Some people enjoy a heavy metal band at full blast; others are driven to distraction by Barry Manilow at quarter volume.
Without specific decibel levels, the ordinance doesn't give residents guaranteed protection from precise levels of loudness. Instead, the entire matter is left to the judgment of the law enforcement officer who responds to the complaint. If that particular officer doesn't think your neighbor's motorcycle is too loud, then, by golly, it's not too loud.
On the flip side, the new ordinance doesn't warn people just how loud they can get before they can get into serious trouble. That means you might play your saxophone unimpeded Monday night when a noise-lenient officer is on duty, but be cited for the same activity Tuesday if a noise-sensitive officer answers the complaint about you.
This kind of catch-as-catch-can interpretation will do little to settle neighborhood squabbles over boom boxes and bouncing basketballs. Worse, it puts law enforcement officers on the spot when caught between warring neighbors. Too, since the municipal ordinance supersedes the county noise ordinance, residents heretofore protected by the county's measurable noise limits might be less protected under the city's ordinance in case of disputes.

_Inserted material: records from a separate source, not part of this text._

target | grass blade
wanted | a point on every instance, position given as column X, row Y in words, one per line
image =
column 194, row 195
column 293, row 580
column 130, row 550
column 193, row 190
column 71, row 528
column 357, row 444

The New Port Richey ordinance probably will stand up in court. A similar one was tested in Clearwater and was upheld in 1989 by three appeals judges.
That's not the point, though.
Prolonged exposure to noise louder than 70 decibels can damage people's ability to hear, according to the U.S. Environmental Protection Agency. Anything louder than 30 decibels interrupts most people's sleep. The purpose of a noise ordinance is to guarantee residents that they will be protected from irritating and possibly debilitating noises. That level has been determined to be measurable, and most good ordinances contain them, including Pasco County's and neighboring Port Richey's.
In fact, New Port Richey should take a close look at its neighboring city's noise ordinance. It is tough, detailed and precise and has gone far to protect Port Richey residents from unsettling noises _ as people who live along the Cotee River near Hooters and the Seaside Inn can happily verify. Before Port Richey's stringent noise ordinance went into effect, dockside bands jangled the nerves and interrupted the sleep of everyone along that waterway. Now, the waterfront is peaceful and pleasant at all hours.
The vagueness of New Port Richey's noise ordinance invites expensive court challenges from noisemakers and complainers alike. Before that happens, the city should call its neighbor and borrow its measuring tables, then amend its ordinance to include them.